Miami 2011
By Varela
At Radio Mambí, the indisputable leader of the airwaves, Silvio Armando Pérez Roura, trusts in the Justice of God when it comes to the trial of Luis Posada Carriles, his great friend. So he said on local radio. And so it was heard.
In El Nuevo Herald, on the pages of the Miami newspaper, scrivener Juan O. Tamayo, covering the trial in El Paso, calls Posada Carriles an “anti-Castro militant.” So it was read.
On Channel 41, Juan Manuel Cao suggests that Posada is too old to be tried and should be pardoned through a sui-generis legal decree. So it was seen.

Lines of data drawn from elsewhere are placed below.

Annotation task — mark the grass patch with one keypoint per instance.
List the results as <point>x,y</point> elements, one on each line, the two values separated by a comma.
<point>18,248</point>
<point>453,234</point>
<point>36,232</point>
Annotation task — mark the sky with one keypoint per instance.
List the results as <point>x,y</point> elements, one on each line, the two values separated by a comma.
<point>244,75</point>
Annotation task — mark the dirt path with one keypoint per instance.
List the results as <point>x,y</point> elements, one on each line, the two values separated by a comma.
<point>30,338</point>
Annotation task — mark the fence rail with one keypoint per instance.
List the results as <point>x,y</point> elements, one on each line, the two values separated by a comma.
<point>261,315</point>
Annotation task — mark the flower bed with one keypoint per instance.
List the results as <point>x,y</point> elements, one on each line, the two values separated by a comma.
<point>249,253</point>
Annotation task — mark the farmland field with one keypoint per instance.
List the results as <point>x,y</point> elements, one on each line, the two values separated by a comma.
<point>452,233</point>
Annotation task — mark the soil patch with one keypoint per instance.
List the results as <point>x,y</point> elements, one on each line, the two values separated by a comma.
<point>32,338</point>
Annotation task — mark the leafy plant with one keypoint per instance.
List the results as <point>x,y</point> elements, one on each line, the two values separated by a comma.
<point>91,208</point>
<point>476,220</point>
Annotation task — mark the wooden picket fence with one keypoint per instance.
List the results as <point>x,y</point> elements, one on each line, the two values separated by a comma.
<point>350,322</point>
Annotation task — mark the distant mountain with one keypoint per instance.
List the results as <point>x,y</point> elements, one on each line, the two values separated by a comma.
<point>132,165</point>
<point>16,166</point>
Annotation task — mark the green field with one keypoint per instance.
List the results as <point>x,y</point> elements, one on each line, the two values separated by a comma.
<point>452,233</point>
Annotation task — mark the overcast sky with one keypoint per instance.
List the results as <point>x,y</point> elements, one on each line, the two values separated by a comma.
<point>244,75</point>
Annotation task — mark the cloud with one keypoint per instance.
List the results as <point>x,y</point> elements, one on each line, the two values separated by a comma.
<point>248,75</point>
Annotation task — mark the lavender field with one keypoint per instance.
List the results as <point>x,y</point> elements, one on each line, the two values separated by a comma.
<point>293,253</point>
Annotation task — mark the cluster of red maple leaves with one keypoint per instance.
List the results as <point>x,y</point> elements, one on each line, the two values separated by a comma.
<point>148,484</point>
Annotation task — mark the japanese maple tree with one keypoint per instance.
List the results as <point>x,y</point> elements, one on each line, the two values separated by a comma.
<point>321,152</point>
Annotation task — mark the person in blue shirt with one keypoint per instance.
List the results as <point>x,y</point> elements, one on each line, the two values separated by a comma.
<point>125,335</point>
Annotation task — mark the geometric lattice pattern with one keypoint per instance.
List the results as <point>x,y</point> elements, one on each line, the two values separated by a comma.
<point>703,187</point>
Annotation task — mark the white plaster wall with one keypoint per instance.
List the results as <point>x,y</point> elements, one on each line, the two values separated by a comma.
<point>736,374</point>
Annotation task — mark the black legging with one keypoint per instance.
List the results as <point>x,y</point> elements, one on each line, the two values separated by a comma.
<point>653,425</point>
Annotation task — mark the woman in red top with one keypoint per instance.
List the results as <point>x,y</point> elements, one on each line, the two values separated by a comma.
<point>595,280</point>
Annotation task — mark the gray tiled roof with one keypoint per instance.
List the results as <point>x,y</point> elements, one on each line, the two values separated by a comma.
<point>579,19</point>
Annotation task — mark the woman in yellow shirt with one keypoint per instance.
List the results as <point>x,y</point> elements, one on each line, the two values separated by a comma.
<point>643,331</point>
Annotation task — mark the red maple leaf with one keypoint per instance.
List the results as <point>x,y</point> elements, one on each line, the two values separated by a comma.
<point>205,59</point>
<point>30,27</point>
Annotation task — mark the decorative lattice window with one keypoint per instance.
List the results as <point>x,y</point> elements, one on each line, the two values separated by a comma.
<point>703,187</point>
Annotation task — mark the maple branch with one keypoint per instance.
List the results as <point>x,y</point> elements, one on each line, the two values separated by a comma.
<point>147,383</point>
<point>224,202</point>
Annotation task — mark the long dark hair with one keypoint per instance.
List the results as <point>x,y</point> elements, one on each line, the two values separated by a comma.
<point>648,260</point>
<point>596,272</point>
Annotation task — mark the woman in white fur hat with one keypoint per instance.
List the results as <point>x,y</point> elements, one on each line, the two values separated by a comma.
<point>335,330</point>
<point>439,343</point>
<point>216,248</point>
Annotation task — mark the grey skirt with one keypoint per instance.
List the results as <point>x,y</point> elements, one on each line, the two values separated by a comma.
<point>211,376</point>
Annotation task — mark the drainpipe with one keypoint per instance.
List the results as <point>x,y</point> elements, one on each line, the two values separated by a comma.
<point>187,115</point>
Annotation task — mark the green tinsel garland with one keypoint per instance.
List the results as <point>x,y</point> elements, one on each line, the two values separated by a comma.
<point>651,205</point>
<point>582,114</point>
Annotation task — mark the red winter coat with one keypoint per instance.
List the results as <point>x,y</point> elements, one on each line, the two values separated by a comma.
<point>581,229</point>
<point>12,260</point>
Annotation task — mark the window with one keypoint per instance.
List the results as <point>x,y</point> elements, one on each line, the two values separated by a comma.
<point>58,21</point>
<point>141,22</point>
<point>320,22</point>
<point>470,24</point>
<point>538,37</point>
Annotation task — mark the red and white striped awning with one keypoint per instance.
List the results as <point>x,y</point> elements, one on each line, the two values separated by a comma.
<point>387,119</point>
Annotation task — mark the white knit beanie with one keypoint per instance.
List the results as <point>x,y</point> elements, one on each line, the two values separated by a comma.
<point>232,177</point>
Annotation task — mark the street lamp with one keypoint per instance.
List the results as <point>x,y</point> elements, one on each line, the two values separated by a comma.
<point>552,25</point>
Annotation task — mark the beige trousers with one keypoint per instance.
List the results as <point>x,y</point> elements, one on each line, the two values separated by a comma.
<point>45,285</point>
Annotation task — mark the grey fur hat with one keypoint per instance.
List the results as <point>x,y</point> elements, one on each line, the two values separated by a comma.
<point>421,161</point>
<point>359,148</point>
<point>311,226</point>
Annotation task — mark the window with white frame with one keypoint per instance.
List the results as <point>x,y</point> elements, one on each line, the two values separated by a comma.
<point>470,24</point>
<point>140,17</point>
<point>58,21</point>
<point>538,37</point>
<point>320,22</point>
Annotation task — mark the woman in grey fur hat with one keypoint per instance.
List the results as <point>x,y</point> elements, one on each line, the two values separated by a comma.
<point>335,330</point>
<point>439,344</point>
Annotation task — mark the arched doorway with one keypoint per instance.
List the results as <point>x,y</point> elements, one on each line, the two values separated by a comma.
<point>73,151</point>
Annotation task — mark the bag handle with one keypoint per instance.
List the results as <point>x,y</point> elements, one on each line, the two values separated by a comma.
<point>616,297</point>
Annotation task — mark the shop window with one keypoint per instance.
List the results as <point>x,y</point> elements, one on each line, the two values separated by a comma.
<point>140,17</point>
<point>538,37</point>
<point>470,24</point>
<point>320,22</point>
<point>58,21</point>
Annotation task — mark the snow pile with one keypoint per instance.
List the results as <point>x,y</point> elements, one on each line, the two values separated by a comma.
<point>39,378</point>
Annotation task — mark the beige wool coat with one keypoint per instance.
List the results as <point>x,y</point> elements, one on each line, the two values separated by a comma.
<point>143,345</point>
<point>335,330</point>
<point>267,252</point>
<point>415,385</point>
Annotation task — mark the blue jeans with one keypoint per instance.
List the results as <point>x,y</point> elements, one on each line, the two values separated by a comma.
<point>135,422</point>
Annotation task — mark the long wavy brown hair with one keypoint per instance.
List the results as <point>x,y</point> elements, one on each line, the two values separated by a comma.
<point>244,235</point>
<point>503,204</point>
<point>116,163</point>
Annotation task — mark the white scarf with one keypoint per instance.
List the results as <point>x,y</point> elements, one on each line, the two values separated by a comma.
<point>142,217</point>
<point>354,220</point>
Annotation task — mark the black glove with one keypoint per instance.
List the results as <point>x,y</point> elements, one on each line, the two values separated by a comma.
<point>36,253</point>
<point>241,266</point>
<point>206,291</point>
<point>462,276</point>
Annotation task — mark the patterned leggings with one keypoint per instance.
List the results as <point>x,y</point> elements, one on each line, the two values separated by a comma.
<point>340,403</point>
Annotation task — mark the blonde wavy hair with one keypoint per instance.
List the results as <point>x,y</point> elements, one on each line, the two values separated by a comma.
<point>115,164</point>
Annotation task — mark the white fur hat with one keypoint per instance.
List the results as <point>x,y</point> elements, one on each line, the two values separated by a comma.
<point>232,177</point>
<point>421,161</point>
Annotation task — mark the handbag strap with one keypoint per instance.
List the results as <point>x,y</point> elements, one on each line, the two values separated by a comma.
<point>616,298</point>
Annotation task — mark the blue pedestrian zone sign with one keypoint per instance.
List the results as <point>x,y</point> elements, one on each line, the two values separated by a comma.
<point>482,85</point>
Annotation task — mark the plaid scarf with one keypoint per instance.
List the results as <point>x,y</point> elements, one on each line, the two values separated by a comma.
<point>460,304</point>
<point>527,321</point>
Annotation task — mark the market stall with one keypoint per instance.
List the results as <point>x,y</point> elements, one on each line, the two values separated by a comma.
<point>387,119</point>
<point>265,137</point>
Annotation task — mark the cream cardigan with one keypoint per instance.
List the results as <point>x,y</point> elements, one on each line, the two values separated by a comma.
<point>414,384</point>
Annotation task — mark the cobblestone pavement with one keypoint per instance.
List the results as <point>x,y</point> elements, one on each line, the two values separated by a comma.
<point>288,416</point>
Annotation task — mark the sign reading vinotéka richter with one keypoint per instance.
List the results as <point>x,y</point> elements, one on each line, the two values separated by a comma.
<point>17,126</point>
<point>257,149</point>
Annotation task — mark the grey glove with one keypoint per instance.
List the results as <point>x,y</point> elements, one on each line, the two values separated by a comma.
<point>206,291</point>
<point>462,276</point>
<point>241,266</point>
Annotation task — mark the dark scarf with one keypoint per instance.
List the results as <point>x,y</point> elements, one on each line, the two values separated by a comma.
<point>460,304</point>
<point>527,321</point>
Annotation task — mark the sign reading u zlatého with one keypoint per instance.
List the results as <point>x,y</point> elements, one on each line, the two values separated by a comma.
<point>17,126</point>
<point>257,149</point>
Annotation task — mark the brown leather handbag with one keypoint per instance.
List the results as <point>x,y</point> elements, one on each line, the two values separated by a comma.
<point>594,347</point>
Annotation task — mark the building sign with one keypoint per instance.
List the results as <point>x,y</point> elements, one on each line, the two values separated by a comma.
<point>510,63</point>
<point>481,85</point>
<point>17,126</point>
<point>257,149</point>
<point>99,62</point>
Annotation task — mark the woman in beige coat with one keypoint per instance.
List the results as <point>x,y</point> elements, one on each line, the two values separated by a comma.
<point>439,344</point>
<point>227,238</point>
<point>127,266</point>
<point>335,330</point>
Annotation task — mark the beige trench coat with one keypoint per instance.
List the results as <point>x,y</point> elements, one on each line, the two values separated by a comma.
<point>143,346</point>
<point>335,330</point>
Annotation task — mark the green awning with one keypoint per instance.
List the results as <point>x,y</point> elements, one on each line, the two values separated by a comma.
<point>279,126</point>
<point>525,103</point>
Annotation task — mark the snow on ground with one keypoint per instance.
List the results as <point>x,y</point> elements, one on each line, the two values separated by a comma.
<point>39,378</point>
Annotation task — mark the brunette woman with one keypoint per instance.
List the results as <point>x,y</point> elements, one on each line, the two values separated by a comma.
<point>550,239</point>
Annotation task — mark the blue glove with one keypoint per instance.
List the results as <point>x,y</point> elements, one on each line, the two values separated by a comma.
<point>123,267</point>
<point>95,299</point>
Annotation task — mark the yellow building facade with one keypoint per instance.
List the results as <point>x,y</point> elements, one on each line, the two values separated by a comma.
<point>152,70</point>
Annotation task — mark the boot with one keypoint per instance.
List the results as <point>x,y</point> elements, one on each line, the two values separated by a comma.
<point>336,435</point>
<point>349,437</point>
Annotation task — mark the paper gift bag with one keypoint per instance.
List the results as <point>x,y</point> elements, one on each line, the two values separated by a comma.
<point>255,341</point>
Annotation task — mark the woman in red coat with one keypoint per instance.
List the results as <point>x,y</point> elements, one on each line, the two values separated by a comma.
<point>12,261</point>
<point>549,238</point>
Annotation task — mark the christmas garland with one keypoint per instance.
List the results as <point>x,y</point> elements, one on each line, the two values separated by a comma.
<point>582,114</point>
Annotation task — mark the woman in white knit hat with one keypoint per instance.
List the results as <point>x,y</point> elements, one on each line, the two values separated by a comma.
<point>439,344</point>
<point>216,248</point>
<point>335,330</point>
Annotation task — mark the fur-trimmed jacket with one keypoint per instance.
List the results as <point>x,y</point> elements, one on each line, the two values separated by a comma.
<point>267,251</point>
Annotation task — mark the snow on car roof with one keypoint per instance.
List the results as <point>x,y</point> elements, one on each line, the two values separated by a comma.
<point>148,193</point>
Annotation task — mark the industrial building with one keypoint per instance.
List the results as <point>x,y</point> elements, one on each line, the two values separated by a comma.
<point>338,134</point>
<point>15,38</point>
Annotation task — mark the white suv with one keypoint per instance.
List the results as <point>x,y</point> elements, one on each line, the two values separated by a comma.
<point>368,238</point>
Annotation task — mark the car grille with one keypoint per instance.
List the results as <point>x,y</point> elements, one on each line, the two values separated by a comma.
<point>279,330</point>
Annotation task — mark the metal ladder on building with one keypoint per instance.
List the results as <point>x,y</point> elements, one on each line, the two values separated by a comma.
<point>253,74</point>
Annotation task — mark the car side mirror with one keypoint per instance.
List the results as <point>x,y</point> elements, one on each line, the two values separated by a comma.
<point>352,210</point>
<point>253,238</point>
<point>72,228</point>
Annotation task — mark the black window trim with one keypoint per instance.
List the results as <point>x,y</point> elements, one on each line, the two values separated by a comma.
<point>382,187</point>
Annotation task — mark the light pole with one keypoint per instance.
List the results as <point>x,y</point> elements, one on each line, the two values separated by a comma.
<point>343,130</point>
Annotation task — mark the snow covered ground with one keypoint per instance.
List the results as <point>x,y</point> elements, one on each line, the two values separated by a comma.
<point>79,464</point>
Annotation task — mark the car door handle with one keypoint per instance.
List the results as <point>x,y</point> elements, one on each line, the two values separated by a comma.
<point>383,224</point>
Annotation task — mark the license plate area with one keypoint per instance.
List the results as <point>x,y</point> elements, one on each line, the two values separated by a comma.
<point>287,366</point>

Don’t be alarmed, because, in the courtroom, Posada’s lawyer says that the witnesses who accuse his client are bought by Cuban Intelligence. So it was recorded in the court files.
You can expect that from the lawyer, of course. He’s Posada’s lawyer. He’s not on the side of the Texas prosecutors or the Cuban Foreign Affairs Ministry.
At the Miami radio station – well, you figure it – the big boss is an octogenarian geezer whom the people in his native Ceiba Mocha used to call “Hollow Head.” Right now, he’s intoxicated with a sexologist in her 30s who poses as an ideologist of the Round Table, the prime-time afternoon program, listened to mostly by folks with dentures who no longer take Viagra because of the counterindications about blood pressure and tachycardia.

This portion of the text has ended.